A frosty current ran through my veins as I compared the pictured cross with that in my companion’s hand. It was the same—not a doubt of it—and the eyes, too, were the same, as also the dress and the whole figure were unmistakably those of the gray nun I had danced with. Yet in those conspicuously large, deep black eyes lay not an expression of peacefulness and mild resignation, but a world of passionate feeling. Having assured the king of the identity of the cross, and he having informed me that it was an ancient heirloom of which no duplicate existed, he bade me accompany him further.
Arrived in the antechamber to his apartments, the king gave an order to one of the attendants on duty there. He walked up and down the room for a few moments in visible excitement, and then, stopping before me, and looking at me searchingly, he asked:
“Have you ever, in the course of your life, met with a manifestation of the supernatural?”
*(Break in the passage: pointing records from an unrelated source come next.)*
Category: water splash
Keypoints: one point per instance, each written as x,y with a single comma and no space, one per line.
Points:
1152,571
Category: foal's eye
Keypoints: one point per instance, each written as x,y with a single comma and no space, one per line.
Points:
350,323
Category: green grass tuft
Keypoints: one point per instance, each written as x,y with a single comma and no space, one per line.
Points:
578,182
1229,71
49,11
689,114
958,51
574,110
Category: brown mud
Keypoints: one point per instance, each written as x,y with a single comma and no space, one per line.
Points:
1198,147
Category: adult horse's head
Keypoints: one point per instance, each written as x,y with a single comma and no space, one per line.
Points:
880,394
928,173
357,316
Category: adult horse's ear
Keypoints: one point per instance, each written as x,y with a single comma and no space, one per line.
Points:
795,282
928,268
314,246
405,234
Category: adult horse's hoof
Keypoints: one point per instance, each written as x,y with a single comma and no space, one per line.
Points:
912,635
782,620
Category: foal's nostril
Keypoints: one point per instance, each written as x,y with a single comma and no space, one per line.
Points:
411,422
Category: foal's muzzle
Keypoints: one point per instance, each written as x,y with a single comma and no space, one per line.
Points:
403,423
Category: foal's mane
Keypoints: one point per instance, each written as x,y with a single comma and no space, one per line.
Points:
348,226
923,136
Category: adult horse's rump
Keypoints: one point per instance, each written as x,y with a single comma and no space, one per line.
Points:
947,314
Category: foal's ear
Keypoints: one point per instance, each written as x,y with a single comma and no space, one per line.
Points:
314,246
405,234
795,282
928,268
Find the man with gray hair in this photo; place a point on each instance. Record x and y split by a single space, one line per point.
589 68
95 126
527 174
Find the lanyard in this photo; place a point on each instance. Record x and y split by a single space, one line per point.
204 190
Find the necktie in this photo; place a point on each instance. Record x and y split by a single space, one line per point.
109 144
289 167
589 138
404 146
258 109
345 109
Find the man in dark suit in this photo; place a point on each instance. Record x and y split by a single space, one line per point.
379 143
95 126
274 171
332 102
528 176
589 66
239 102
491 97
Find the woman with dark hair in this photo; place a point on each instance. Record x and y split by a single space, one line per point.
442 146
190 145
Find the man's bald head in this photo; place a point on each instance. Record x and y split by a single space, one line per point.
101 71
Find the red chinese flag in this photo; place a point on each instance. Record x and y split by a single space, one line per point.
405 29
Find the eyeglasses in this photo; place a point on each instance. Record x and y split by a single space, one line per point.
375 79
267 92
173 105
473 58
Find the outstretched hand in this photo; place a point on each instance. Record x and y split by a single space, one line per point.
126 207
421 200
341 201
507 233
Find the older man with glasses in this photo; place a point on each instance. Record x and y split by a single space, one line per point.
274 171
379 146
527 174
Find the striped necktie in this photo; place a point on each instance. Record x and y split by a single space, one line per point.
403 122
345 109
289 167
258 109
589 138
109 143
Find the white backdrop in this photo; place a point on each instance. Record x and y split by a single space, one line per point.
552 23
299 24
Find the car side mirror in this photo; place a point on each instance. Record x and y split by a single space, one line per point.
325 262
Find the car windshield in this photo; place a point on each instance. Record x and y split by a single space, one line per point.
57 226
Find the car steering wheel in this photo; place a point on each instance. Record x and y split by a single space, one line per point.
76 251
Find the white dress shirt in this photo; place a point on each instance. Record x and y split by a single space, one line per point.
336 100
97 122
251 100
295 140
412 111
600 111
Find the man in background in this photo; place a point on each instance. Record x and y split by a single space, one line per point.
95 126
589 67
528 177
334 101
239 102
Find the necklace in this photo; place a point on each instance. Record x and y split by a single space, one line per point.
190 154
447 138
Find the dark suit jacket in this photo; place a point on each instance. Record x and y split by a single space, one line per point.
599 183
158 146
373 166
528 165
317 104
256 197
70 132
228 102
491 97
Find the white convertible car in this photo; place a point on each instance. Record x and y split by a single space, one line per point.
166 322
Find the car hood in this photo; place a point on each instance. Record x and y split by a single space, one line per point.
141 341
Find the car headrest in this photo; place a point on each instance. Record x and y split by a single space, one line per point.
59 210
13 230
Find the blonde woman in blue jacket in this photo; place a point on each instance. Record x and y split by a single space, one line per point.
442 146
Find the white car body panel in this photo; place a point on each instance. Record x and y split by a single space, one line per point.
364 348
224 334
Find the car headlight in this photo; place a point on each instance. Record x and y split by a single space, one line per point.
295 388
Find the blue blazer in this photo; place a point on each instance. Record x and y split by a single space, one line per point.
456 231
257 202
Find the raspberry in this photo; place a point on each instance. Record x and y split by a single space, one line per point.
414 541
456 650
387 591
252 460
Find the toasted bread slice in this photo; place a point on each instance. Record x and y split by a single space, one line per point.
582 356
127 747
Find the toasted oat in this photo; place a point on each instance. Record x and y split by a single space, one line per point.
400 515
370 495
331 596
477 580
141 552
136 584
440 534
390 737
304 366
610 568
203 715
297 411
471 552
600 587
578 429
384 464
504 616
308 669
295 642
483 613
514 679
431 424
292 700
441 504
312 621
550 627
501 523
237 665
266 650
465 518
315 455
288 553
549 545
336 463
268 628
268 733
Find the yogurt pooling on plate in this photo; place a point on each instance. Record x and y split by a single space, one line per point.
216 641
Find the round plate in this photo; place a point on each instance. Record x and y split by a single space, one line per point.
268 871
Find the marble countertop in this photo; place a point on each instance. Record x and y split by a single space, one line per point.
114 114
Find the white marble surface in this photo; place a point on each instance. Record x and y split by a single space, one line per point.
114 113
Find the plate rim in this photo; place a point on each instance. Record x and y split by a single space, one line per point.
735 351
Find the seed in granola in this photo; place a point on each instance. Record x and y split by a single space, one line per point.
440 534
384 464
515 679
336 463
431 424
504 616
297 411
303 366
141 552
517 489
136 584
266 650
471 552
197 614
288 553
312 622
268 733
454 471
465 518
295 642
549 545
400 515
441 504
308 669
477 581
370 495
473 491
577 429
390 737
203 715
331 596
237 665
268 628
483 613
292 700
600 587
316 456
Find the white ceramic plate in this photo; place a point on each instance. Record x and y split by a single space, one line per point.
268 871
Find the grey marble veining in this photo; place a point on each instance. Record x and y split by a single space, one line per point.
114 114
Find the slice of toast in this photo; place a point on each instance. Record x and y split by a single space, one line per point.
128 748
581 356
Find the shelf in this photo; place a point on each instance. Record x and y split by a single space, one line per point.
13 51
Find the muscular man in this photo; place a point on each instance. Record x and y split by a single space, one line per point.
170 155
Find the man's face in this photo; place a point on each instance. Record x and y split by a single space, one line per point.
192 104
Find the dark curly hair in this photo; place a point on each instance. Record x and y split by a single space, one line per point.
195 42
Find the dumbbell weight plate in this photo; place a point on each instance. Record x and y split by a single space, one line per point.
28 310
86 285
I was so bewildered and nervous that I scarcely could remember enough French to reply:
“May it please your Majesty, I have not.”
“Do you believe in the possibility of the dead returning?”
“Not in the sense of their coming as apparitions. I always was, still am, a skeptic on the point of ghost stories in general, nevertheless I am a Christian, and I believe and know that we continue to live after death.”